Verda Nano Setiawan, CNBC Indonesia
Rabu, 27/09/2023 14:25 WIB
Foto: PLTU Suralaya di Cilegon, Banten. Doc PT PLN (Persero)

Jakarta, CNBC Indonesia - Rencana pemerintah Indonesia untuk menjalankan program penghentian operasional sejumlah Pembangkit Listrik Tenaga Uap (PLTU) lebih cepat dari rencana awal alias pensiun dini terancam batal. Hal tersebut menyusul ketidaksiapan negara-negara maju dalam memberikan pendanaan untuk program tersebut.

Deputi Bidang Koordinasi Investasi dan Pertambangan Kemenko Marves, Septian Hario Seto menyebut negara-negara maju selama ini merupakan penghasil emisi CO2 terbesar di dunia. Sehingga sudah sewajarnya bagi mereka untuk terlibat dalam menurunkan emisi global.

Namun sayangnya, berdasarkan diskusi terakhir diketahui negara-negara maju tersebut tidak tertarik untuk mendanai program pensiun dini PLTU batu bara di Indonesia. Padahal pensiun dini PLTU menjadi langkah penting dalam menekan tingkat emisi.
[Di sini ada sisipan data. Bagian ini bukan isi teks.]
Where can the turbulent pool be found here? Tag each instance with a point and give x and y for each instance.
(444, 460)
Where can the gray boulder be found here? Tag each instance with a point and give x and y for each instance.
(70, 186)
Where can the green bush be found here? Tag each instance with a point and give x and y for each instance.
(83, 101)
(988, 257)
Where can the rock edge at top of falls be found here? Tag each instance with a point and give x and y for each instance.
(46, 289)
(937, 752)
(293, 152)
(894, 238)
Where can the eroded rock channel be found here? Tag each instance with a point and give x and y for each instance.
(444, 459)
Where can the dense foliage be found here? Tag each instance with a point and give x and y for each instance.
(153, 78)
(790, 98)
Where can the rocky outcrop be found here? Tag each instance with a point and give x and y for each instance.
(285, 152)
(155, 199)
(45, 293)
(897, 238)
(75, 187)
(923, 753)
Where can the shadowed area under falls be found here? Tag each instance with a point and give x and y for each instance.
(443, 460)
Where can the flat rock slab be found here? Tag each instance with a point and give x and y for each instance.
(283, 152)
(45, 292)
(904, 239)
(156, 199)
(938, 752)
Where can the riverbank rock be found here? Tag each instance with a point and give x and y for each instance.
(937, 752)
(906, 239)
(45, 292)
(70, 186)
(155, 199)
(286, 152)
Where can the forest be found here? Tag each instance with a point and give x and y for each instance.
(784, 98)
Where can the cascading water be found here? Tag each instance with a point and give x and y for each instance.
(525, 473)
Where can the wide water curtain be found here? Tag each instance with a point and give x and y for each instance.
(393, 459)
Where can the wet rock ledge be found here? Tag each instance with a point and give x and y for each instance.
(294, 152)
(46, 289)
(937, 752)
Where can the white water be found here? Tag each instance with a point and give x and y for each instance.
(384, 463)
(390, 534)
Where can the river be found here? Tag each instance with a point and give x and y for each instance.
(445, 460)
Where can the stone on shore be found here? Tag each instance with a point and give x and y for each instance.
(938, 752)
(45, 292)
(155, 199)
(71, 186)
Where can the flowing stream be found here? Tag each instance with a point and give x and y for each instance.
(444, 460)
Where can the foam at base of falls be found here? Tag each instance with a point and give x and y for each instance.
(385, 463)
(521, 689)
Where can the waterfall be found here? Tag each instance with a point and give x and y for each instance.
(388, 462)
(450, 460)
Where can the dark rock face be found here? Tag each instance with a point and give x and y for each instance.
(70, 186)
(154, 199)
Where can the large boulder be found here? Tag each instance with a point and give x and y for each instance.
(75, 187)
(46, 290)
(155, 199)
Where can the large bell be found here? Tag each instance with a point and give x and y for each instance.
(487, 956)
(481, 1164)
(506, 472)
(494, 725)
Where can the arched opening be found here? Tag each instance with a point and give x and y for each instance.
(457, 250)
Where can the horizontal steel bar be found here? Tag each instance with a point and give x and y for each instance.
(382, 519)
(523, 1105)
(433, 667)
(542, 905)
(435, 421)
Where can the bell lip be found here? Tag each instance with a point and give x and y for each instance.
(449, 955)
"Saya kira mereka harus punya tanggung jawab. Makanya JETP adalah suatu langkah yang bagus. Kan JETP mereka berikan pendanaan US$ 20 miliar untuk transisi energi di Indonesia. Tapi sayangnya ketika kita lakukan diskusi ini mereka gak tertarik untuk pendanaan early retirement PLTU batu bara," ungkap Seto dalam Program Closing Bell CNBC Indonesia, dikutip Rabu (27/09/2023).

Menurut Seto kondisi ini menjadi suatu kendala bagi Indonesia apabila harus menjalankan program pensiun dini PLTU batu bara sendirian. Terlebih pasokan listrik yang ada di dalam negeri saat ini tengah mengalami oversupply.

"Kecuali kalau cuma 1-2 masih bisa. Jadi kita harapkan pendanaan dari negara maju bukan hanya sekedar pendanaan tapi pendanaan yang mereka berikan juga murah," katanya.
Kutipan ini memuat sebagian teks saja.